Since I had that huge sewing success under my belt, I was very optimistic that I could easily create a pattern from one of our existing coats and free form some cute fleece into a smashing coat for Bettina. I am very, very optimistic, what can I say.
I started by improvising. I traced the outline of an existing coat onto the back of wrapping paper. (It was the only paper in the house large enough to trace and cut the pieces as a whole.) Once I had my pattern pieces, I laid out the Christmas fleece. I didn’t know how much I would need for the coat so I got 2 ½ yards. Those of you who sew are probably laughing right now. For those of you who don’t sew, that doesn’t sound like a lot but I had to rearrange the living room furniture to spread it out.
I resorted to prying her off the floor and dragging her to a carpeted space. Bettina immediately headed back for the fleece. But I was ready for her and protected the perimeter like some demented Twister player. Only it turns out it is humanly impossible to protect the full square footage of 2 ½ yards of fleece.
In a show of good judgment on my part, I conceded one end of the fleece to Bettina. I laid out the pattern and worked on cutting out the fabric pieces for the new coat at the other end of the fleece. In my peripheral vision I could see Bat Girl slowly edging closer to get a better observation position.

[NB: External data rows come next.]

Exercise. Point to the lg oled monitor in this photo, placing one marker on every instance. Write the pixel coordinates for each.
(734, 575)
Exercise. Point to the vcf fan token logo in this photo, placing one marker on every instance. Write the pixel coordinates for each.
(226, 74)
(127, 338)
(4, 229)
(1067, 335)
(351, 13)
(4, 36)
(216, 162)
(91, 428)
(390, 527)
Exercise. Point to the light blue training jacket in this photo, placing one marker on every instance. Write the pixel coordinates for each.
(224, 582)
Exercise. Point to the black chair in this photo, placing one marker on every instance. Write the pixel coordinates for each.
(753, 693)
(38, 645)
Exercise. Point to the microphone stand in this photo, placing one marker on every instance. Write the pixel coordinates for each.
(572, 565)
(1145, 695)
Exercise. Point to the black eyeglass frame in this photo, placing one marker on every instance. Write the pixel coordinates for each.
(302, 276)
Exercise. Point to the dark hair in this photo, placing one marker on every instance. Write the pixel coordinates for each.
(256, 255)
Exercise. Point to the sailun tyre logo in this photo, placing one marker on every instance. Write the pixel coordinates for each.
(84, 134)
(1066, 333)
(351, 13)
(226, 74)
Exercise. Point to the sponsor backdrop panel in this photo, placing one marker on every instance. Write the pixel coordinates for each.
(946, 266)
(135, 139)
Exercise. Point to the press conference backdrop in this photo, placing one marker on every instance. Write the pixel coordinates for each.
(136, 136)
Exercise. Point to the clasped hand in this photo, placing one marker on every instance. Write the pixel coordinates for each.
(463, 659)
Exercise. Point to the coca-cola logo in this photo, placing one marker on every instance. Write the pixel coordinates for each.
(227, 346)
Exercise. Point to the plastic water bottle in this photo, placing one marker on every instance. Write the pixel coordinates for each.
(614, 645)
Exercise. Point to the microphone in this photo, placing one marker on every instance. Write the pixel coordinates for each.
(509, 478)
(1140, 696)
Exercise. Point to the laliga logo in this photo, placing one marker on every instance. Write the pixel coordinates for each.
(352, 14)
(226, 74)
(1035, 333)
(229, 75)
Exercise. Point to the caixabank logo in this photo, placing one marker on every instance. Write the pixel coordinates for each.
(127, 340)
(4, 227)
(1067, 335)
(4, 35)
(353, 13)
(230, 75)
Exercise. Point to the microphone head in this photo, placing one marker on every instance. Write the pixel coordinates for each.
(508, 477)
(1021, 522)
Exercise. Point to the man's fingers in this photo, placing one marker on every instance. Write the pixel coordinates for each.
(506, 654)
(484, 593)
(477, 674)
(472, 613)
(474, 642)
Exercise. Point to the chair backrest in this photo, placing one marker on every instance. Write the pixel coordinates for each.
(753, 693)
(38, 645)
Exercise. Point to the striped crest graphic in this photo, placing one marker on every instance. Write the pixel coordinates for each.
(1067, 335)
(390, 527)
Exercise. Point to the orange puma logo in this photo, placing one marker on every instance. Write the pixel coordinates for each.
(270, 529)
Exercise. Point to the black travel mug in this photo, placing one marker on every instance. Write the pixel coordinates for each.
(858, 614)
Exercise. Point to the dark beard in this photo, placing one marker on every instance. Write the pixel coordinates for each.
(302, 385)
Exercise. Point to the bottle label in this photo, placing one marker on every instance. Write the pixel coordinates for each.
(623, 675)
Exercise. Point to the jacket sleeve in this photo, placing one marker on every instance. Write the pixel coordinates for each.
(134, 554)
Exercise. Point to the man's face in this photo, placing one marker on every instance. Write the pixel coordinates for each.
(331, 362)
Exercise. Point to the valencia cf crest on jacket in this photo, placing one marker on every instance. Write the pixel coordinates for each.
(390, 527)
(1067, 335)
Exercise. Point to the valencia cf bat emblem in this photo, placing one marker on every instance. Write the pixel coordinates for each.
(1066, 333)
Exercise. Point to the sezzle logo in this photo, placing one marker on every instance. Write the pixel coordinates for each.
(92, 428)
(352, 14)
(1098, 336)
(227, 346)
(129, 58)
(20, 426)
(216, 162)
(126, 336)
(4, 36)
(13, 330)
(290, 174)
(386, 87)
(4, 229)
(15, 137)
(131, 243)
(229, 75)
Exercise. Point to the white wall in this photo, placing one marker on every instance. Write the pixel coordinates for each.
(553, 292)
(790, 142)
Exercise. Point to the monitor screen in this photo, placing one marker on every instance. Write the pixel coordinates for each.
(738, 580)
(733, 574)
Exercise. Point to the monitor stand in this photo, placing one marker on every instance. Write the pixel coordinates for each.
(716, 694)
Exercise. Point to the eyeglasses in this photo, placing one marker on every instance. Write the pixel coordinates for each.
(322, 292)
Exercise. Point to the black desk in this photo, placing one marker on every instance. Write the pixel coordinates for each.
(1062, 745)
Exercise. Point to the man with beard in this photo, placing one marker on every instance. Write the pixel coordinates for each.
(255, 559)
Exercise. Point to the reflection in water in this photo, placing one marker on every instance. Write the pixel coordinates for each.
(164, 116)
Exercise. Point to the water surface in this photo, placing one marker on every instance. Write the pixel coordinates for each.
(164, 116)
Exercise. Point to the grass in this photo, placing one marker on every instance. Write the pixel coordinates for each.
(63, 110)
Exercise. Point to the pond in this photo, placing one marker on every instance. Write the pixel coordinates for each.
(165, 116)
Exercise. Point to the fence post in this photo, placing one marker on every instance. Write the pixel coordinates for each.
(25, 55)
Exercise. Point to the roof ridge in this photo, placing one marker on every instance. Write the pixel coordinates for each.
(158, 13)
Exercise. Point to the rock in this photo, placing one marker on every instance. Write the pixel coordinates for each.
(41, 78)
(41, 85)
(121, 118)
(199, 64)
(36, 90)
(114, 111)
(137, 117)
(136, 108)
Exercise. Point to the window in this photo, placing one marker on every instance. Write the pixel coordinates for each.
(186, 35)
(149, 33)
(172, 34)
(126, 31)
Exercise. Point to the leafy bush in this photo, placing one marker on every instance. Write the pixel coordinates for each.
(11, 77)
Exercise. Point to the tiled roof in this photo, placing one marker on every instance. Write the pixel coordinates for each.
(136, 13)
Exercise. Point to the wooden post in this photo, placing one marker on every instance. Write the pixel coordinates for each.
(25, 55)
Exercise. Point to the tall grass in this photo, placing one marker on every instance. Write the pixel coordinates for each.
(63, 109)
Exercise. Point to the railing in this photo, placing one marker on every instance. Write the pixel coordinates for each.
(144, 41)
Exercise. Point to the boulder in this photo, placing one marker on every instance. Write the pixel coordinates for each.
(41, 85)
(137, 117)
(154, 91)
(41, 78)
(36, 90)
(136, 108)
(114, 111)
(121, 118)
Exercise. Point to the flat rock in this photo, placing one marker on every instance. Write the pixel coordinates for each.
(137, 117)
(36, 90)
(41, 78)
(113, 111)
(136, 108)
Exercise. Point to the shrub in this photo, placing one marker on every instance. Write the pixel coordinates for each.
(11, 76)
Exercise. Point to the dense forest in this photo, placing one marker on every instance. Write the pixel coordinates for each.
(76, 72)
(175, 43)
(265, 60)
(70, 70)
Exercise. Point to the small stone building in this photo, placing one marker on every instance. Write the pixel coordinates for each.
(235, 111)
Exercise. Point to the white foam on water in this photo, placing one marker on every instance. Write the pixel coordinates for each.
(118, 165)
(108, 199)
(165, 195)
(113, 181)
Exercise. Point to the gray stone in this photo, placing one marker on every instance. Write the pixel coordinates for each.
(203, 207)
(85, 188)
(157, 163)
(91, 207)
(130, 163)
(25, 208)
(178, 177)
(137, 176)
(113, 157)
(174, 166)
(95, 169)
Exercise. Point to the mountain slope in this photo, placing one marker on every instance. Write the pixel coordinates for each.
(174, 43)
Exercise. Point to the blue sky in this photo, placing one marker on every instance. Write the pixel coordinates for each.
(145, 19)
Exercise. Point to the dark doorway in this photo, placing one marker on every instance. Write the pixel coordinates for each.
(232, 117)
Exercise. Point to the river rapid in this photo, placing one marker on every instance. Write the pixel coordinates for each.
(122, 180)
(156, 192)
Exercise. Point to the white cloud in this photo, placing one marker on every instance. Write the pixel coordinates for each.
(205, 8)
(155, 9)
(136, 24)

That was followed by an epic struggle between me and the sewing machine. This is a machine that I begged for one Christmas and had never used until this moment. I got to work on piecing the jacket together. The majority of the jacket was completed with amazingly little difficulty. I was so pleased with myself. I’m a frickin’ genius when it comes to sewing. Then I got to the Velcro. I had been lulled into a false sense of security. Oh accursed Velcro! In the process of trying to get the bleeping Velcro attached to the jacket, I broke two machine needles as well as being stopped short countless times due to the thread breaking or balling up.
Bettina and Blue opted to keep their distance while I was sewing this part of the coat, much to their credit. Sweating and swearing I finally got the Velcro secured. Convincing Bettina it was safe to come near me again in order to try the coat on her was almost as challenging as the Velcro.